Every author has a project they cannot get out of their head, that they keep returning back to over the years, and feel a special sort of drive to finish. Sometimes there is a magnetic sort of inspiration driving your fingers to speed across your keyboard, word processor unable to keep up with your muse (or maybe that is just my slow netbook). Sometimes there is a drought, a dustbowl, a great depression, and nothing comes out but frustration.
I definitely know the feeling.
Mikara Falling was a book I started in the Fall of 2004, while I was too bored to concentrate on balancing chemical equations and the safety hazards of white phosphorus. It started with a few sheets of lined paper and a pen that was dodgy with its ink expenditure.
Originally, it was called “Knights of Mikara” and centered around the knighthood based on the mostly water planet of Mikara. There were four orders of the knighthood, and none of them got along too well, nor did the three races of Mikara. At that point, I had no idea what it was going to be about.
I started writing about the leaders of each order, how they interacted with each other, etc, and suddenly a religion, known only as the Church, appeared.
Almost immediately I scrapped that first draft and started a new one.
The next draft started with storms raging across Mikara, worrisome, frightening, and the leaders of the orders of the knighthood had to investigate them, and find out what was wrong. Boring, but a start, I suppose. I introduced a man who was Mirra, a race no longer on Mikara, and suddenly I was discovering long abandoned technology on the jungle islands of Mikara, as well as an ancient evil which was hunting down the last Mirra.
I scrapped that draft before finishing it, too.
The same happened with the next one, though more and more was emerging each time. I was getting further into the story each time.
The fourth draft was where the story soared, literally. It was peppered with the old metal cities of the Mirra, now floating on the dark waters of Mikara thought they once soared the skies. There were dark, foreboding island forests, ancient cathedrals, and the lone Mirra was part of the mysterious Church. Slowly, everything was taking shape.
After one major revision on that draft, I decided it was time to submit it to a publishing company or two.
First I sent Mikara Falling to DAW Books. They are still family owned, though they are part of Penguin now, and encourage non-agented authors to submit. They also gladly publish new authors every year. I was excited. One month after submitting to them, I received a long letter back detailing that the economy was bad, it was hard to break out a new author, and that my writing was good, but needed a little work, so try try again.
Next, I sent it to Tor. Tor has changed hands a few times in the recent past. They are a bigger company, and really do love those agented authors, though they do accept authors without agents. They do not publish as many premier authors, either.

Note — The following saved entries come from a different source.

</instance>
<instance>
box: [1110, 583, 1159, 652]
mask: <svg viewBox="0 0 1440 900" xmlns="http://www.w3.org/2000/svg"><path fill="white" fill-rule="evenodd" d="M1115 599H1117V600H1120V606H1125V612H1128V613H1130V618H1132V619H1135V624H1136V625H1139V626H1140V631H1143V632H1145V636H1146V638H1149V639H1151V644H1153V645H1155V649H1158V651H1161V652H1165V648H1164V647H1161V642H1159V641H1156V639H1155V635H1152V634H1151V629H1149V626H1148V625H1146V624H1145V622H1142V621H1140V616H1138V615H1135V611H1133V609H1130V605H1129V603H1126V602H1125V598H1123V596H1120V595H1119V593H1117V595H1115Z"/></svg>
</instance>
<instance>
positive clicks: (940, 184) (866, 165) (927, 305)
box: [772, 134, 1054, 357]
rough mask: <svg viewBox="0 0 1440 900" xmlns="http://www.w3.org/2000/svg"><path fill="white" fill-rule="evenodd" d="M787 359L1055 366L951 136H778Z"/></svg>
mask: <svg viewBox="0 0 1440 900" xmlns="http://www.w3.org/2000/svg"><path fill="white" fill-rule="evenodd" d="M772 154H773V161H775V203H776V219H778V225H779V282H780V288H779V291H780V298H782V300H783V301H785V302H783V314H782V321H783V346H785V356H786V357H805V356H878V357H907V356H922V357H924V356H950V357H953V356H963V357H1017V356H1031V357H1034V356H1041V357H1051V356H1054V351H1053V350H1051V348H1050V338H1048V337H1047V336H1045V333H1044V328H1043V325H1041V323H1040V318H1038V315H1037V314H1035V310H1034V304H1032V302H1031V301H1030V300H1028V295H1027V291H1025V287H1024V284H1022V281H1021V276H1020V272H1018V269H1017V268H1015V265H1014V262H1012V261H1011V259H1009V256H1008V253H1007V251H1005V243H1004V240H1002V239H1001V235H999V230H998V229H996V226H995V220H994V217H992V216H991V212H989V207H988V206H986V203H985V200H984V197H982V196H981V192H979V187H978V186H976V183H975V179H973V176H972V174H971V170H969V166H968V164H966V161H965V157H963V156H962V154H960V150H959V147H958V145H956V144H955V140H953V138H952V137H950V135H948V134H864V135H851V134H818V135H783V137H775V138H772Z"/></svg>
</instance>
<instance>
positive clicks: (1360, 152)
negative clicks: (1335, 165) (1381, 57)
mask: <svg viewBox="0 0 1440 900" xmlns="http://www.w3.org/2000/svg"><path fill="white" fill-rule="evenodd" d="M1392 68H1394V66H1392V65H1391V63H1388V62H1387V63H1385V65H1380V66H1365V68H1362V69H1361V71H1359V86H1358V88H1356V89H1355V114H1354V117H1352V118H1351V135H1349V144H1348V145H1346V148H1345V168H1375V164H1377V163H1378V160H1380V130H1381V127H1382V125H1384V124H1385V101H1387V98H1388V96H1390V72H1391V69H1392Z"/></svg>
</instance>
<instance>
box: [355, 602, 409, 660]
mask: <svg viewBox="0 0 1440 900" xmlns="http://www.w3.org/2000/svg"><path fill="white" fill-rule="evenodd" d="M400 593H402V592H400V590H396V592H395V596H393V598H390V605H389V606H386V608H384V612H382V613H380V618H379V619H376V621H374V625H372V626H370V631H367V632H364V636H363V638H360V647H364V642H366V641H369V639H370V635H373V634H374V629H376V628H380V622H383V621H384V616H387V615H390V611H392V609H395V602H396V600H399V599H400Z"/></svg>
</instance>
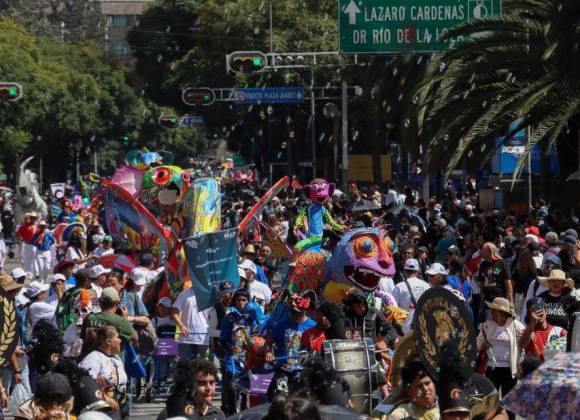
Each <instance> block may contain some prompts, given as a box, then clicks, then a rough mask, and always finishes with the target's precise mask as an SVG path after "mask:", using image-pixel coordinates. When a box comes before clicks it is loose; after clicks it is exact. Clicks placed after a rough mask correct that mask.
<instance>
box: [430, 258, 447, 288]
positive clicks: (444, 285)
mask: <svg viewBox="0 0 580 420" xmlns="http://www.w3.org/2000/svg"><path fill="white" fill-rule="evenodd" d="M425 275H426V276H427V281H428V282H429V284H430V285H431V287H435V286H445V285H446V284H447V276H448V273H447V270H445V267H443V265H442V264H440V263H433V264H432V265H431V267H429V269H428V270H427V271H425Z"/></svg>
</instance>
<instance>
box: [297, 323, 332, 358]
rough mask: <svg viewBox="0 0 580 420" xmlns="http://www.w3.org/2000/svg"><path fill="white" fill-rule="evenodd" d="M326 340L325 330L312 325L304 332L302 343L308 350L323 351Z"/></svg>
mask: <svg viewBox="0 0 580 420" xmlns="http://www.w3.org/2000/svg"><path fill="white" fill-rule="evenodd" d="M324 340H326V335H325V334H324V331H322V330H321V329H319V328H318V327H312V328H310V329H308V330H306V331H304V332H303V333H302V338H301V340H300V344H301V345H302V347H304V348H306V349H307V350H308V351H317V352H319V351H321V350H322V343H324Z"/></svg>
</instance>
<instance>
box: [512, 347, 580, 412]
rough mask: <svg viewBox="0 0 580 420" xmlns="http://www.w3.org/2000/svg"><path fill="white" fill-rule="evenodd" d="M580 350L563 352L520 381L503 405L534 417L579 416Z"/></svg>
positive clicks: (526, 376) (579, 390) (513, 411)
mask: <svg viewBox="0 0 580 420" xmlns="http://www.w3.org/2000/svg"><path fill="white" fill-rule="evenodd" d="M579 400H580V353H560V354H557V355H556V356H555V357H554V358H553V359H551V360H548V361H546V362H545V363H544V364H542V365H541V366H540V367H539V368H538V369H537V370H535V371H534V372H532V373H531V374H530V375H528V376H526V377H524V378H523V379H522V380H520V381H519V382H518V383H517V385H516V386H515V387H514V389H512V390H511V391H510V392H509V394H507V395H506V396H505V398H504V399H503V400H502V403H501V405H502V407H505V408H506V409H508V410H510V411H512V412H514V413H515V414H518V415H519V416H521V417H525V418H527V419H529V420H534V419H548V418H550V419H551V418H554V419H574V418H578V417H577V416H578V401H579Z"/></svg>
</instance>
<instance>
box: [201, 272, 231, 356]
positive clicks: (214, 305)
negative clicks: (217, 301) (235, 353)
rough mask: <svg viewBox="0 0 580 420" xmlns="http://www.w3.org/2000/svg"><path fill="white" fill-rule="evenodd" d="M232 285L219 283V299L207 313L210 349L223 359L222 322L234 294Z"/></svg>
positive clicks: (223, 318)
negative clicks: (219, 298)
mask: <svg viewBox="0 0 580 420" xmlns="http://www.w3.org/2000/svg"><path fill="white" fill-rule="evenodd" d="M234 291H235V289H234V287H233V285H232V283H230V282H224V283H221V284H220V300H219V301H218V302H217V303H216V304H215V305H214V306H212V307H211V308H210V310H209V311H208V313H207V322H208V334H209V336H210V340H211V347H212V351H213V352H214V353H215V354H216V356H218V358H220V360H222V359H223V356H224V349H223V347H222V345H221V342H220V335H221V328H222V322H223V320H224V315H225V314H226V312H227V311H228V308H229V307H230V304H231V303H232V298H233V296H234Z"/></svg>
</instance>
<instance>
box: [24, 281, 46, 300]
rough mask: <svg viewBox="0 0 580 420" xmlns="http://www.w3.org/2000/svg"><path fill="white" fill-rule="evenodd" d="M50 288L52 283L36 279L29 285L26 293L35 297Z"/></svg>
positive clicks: (27, 294) (30, 282)
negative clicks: (27, 289)
mask: <svg viewBox="0 0 580 420" xmlns="http://www.w3.org/2000/svg"><path fill="white" fill-rule="evenodd" d="M49 288H50V285H48V284H45V283H41V282H39V281H36V280H34V281H32V282H30V284H29V285H28V290H27V292H26V294H27V295H28V296H29V297H35V296H38V295H39V294H40V293H42V292H46V291H47V290H48V289H49Z"/></svg>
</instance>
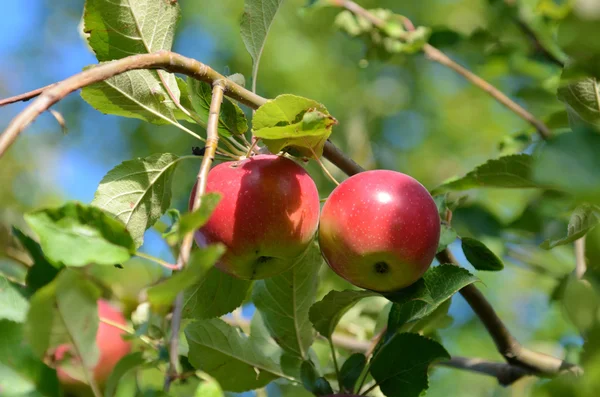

Despite that, I had my hopes up, until four months later when I received a four line letter, unsigned, stating that they did not want my piece, nor would they respond personally, bye.
It was disheartening, I will admit.
At that point, I put Mikara Falling down. It was already spring of 2009. I was starting to do more and more screenwriting, looking more to cinema for my inspiration and canvas than the novel.
Sometime, when talking about National Novel Writing Month (put on every November by the amazing Office of Letters and Light; and I don’t just say that because I am a Script Frenzy ML) in early 2010, Mikara Falling came up. I had not really thought about the project at all since I received that letter back from Tor Forge Books. I had stopped drawing artwork about the book, stopped talking about the book, stopped listening to the music I associated with writing the book itself.
For all intensive purposes, Mikara Falling was dead to me.
And yet, when I started talking about it, I felt a clenching in my heart, a tightening of my throat, and I knew, then and there, that I was still in love with the world of Mikara, the story of Mikara Falling, the characters, everything about it. This was a story that I needed to tell.
That was when I picked my proverbial pen back up and started writing again. That was in late May, early June, of 2010, just a few short months ago.
When I fly through the clouds with Bierrez and his fellow knights, I find myself smiling with delight. When I return to the cathedral of Mit’riku, I am filled with awe and wonder. And that is what I want the reader to feel as well.
I am not just writing a book about a place that has events and people. I am bringing the reader on a breathtaking adventure through a tale of duty, honor, sacrifice, and what happens when none of those are fulfilled.
Today, I broke the 50,000 word mark. The last draft was 107,000 words, approximately, but I have done a ton of work on my sentence structures, on flow and mood and tone, and weeded out the scenes that do not matter versus the ones which propel the storyline forward.
Hopefully, I will have this fifth draft of Mikara Falling polished and in a box, on its way to New York City to visit the slush pile readers at DAW Books again. And, hopefully, they will fall in love with Mikara just as I have all over again.